April 15, 2009
DATA FORMAT CHANGE NOTIFICATION: RIB DUMP FILE FORMAT
We have been migrating to MRT TABLE DUMP V2 format for RIB files. This has been occuring as we have been updating hardware and software on the collectors. Data handlers may need to update their tools to accomodate the use of this format. The RIS libbgpdump tools should be sufficient in most cases.
The following collectors now utilize this format:
- route-views2.routeviews.org
- route-views4.routeviews.org
- route-views6.routeviews.org
Ultimately, all of the Route Views collectors will be transitioned to this format. The newer tools are capable of reading both old and new format files. Collectors still operating with the older format are:
- route-views.paix.routeviews.org
- route-views.eqix.routeviews.org
- route-views.wide.routeviews.org
- route-views.kixp.routeviews.org
One file of particular interest has been the historical route-views ASCII file.
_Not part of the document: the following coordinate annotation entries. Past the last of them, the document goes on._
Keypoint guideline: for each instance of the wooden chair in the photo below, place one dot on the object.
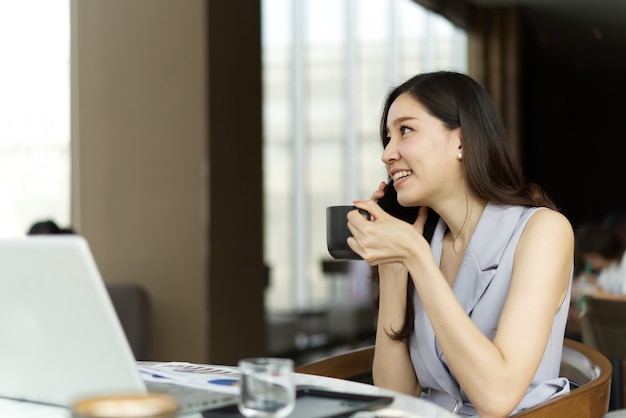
(588, 371)
(603, 327)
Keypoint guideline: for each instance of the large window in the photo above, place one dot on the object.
(327, 66)
(34, 113)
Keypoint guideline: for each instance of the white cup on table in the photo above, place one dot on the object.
(267, 387)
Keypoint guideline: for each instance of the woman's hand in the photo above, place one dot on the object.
(384, 238)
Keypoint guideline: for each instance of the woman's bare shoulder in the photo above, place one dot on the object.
(550, 224)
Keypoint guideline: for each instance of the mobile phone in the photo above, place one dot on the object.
(389, 203)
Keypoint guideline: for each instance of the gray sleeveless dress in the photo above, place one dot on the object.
(481, 287)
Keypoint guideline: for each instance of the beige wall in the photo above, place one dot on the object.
(153, 208)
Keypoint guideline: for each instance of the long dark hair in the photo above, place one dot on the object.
(492, 172)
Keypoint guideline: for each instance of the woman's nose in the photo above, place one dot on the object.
(390, 153)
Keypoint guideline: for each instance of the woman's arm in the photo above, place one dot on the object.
(392, 367)
(495, 375)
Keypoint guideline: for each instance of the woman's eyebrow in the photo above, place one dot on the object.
(402, 119)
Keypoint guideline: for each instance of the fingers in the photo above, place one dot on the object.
(371, 207)
(380, 191)
(420, 221)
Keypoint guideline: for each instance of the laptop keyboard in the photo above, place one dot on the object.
(192, 399)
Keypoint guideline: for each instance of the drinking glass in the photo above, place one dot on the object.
(267, 387)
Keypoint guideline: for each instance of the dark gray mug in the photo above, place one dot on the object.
(337, 232)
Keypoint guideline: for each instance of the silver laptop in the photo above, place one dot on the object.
(61, 338)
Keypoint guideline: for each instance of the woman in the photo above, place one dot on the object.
(604, 257)
(475, 320)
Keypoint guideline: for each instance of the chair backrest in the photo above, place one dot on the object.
(588, 371)
(590, 374)
(353, 365)
(606, 319)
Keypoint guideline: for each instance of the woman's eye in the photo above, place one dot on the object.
(405, 130)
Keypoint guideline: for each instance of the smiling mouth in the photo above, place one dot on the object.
(400, 174)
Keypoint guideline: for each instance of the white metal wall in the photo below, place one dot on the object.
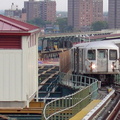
(30, 68)
(19, 72)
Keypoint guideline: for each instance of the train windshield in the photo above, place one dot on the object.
(91, 54)
(113, 55)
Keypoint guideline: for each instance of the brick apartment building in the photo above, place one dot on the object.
(82, 13)
(44, 9)
(16, 13)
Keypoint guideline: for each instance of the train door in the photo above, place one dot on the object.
(76, 60)
(81, 61)
(102, 60)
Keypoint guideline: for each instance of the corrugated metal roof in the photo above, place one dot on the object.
(10, 24)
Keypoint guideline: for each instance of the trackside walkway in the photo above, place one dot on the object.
(80, 115)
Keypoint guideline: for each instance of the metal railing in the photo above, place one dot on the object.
(117, 79)
(65, 107)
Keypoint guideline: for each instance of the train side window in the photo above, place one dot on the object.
(113, 55)
(102, 54)
(91, 54)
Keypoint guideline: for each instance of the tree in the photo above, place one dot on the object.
(99, 25)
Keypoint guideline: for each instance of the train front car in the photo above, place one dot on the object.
(97, 59)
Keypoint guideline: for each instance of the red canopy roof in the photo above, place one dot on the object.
(8, 25)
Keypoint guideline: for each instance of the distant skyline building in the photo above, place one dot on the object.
(82, 13)
(16, 13)
(46, 10)
(114, 14)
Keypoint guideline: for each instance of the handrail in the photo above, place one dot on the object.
(49, 87)
(73, 100)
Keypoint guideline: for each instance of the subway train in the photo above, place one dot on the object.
(100, 59)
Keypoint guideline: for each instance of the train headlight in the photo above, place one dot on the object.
(92, 66)
(112, 66)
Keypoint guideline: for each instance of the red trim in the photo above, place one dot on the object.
(14, 34)
(10, 42)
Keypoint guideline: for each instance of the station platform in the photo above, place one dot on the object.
(80, 115)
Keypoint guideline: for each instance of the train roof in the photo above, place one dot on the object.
(98, 44)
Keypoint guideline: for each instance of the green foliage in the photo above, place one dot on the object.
(99, 25)
(62, 22)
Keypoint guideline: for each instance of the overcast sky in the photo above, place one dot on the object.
(61, 4)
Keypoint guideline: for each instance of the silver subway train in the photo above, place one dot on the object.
(96, 59)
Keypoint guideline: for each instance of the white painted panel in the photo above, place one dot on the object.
(1, 75)
(10, 75)
(30, 61)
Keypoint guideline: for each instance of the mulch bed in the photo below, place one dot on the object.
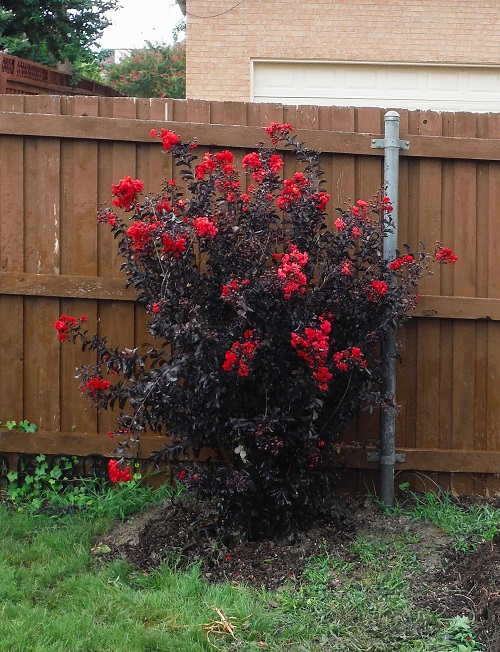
(450, 583)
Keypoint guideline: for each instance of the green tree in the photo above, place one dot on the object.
(156, 71)
(52, 31)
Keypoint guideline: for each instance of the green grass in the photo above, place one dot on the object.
(57, 595)
(467, 525)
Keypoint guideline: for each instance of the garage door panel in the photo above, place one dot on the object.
(441, 88)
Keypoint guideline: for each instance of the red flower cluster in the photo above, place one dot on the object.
(293, 189)
(141, 233)
(204, 227)
(401, 261)
(174, 247)
(125, 192)
(352, 355)
(339, 224)
(361, 209)
(95, 384)
(233, 287)
(116, 475)
(276, 131)
(275, 163)
(239, 357)
(168, 138)
(346, 268)
(444, 255)
(313, 348)
(163, 205)
(290, 272)
(107, 217)
(66, 323)
(321, 200)
(386, 204)
(377, 290)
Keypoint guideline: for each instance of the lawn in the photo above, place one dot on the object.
(60, 589)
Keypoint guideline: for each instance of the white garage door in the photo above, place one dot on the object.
(442, 88)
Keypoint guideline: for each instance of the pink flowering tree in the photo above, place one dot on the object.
(266, 325)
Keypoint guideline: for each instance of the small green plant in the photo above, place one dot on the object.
(30, 487)
(22, 426)
(461, 635)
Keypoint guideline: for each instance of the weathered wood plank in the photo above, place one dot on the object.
(134, 130)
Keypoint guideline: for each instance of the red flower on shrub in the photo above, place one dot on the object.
(290, 272)
(65, 324)
(94, 385)
(444, 255)
(169, 139)
(116, 474)
(126, 191)
(174, 247)
(204, 227)
(377, 290)
(313, 348)
(239, 357)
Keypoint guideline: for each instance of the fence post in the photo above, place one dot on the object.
(387, 457)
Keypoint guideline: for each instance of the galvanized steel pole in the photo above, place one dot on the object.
(387, 459)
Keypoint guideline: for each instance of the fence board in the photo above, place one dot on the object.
(54, 258)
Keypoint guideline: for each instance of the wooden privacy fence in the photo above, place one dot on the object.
(59, 157)
(23, 77)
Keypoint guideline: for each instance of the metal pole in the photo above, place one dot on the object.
(391, 145)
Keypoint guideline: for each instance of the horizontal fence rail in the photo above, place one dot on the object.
(59, 157)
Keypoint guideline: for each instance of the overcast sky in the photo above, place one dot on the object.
(139, 21)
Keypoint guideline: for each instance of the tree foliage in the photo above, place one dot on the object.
(54, 30)
(156, 71)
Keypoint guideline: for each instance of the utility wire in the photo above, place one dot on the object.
(188, 13)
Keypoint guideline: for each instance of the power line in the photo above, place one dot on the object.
(188, 13)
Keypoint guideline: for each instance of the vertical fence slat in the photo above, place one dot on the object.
(42, 255)
(464, 275)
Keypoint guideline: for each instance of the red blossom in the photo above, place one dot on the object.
(444, 255)
(290, 272)
(275, 163)
(321, 200)
(346, 359)
(339, 224)
(116, 474)
(241, 354)
(313, 348)
(65, 324)
(169, 139)
(377, 290)
(126, 191)
(94, 385)
(204, 227)
(174, 247)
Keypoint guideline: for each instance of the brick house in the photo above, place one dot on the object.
(428, 54)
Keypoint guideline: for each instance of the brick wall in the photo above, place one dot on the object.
(221, 47)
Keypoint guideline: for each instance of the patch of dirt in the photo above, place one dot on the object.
(469, 585)
(450, 583)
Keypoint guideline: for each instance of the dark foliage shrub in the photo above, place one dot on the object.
(267, 325)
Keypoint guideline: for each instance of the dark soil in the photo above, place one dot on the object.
(450, 583)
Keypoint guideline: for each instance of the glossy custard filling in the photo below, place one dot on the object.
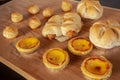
(29, 42)
(56, 57)
(97, 66)
(81, 44)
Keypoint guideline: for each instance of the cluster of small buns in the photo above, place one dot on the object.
(90, 9)
(105, 34)
(62, 27)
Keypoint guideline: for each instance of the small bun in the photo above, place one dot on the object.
(34, 22)
(16, 17)
(66, 6)
(105, 34)
(90, 9)
(48, 12)
(33, 9)
(10, 32)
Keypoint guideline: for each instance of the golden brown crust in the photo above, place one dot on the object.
(33, 9)
(105, 34)
(10, 32)
(97, 71)
(48, 12)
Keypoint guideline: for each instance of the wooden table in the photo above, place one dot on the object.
(32, 67)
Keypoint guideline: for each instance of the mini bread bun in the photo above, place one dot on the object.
(105, 34)
(52, 27)
(90, 9)
(79, 46)
(27, 45)
(66, 5)
(62, 27)
(34, 22)
(33, 9)
(16, 17)
(96, 68)
(55, 59)
(48, 12)
(10, 32)
(71, 24)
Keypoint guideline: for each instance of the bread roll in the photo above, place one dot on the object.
(10, 32)
(66, 5)
(71, 24)
(62, 27)
(53, 27)
(90, 9)
(105, 34)
(33, 9)
(16, 17)
(48, 12)
(55, 59)
(34, 22)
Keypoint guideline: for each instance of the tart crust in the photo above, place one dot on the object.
(79, 46)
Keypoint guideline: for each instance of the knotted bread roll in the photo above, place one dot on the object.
(105, 34)
(62, 27)
(90, 9)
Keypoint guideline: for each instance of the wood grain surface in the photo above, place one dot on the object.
(32, 67)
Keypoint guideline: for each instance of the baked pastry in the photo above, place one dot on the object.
(33, 9)
(10, 32)
(105, 34)
(34, 22)
(90, 9)
(66, 5)
(96, 68)
(71, 24)
(16, 17)
(52, 28)
(48, 12)
(79, 46)
(27, 45)
(62, 27)
(55, 59)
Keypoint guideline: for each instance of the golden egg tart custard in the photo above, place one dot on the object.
(79, 46)
(27, 44)
(55, 59)
(96, 68)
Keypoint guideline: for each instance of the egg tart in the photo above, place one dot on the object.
(96, 68)
(55, 59)
(27, 45)
(79, 46)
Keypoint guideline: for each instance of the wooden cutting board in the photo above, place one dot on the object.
(32, 67)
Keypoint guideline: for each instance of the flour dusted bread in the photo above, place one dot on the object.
(71, 24)
(105, 34)
(90, 9)
(16, 17)
(10, 32)
(62, 27)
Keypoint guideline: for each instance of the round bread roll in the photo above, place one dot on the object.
(52, 27)
(33, 9)
(48, 12)
(16, 17)
(10, 32)
(90, 9)
(66, 6)
(71, 24)
(55, 59)
(105, 34)
(34, 22)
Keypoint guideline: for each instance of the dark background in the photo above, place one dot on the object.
(8, 74)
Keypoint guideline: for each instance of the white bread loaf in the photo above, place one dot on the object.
(105, 34)
(90, 9)
(62, 27)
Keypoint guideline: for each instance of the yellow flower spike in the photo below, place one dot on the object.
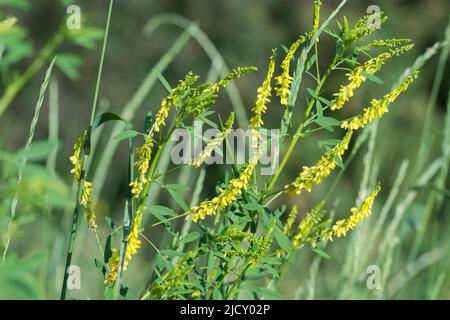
(75, 158)
(378, 107)
(284, 80)
(86, 202)
(356, 77)
(322, 169)
(144, 156)
(132, 247)
(235, 187)
(342, 227)
(213, 143)
(290, 220)
(263, 96)
(235, 74)
(316, 19)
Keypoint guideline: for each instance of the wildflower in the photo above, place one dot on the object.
(261, 246)
(86, 202)
(322, 169)
(308, 226)
(263, 96)
(316, 18)
(365, 26)
(284, 80)
(357, 78)
(75, 159)
(144, 155)
(235, 187)
(391, 43)
(290, 221)
(213, 143)
(378, 107)
(171, 99)
(172, 282)
(133, 244)
(235, 74)
(342, 227)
This was a “show ip bgp” screen dump from the original route-views router up until April of 2008. Between then and now it has been derived from converting the route-views2 collector RIB files. As of April 2009, this file will exhibit information derived from the RIB DUMP V2 format files that are now on the route-views2 collector. Typically, the location of this file looks like: ftp://archive.routeviews.org/oix-route-views/2009.04/oix-full-snapshot-latest.dat.bz2
It should be noted that the recommended procedures for handling RIB files is to download them and process them using the various MRT tools. The ASCII conversions are provided merely as a convenience for historical continuity, and are likely to be discontinued at some point. For more information regarding this format, see the following references:
- http://www.quagga.net/download/quagga-0.99.11.tar.gz
- http://www.ris.ripe.net/source/libbgpdump-1.4.99.11.tar.gz
- http://tools.ietf.org/html/draft-ietf-grow-mrt-09
For example, the “bgpdump” tool in the libbgpdump library can output an ASCII dump of the RIB files in mode 0 (default), mode 1 (-m), and mode 2 (-M). One of these modes should be sufficient for matching ASCII formats of earlier data if required.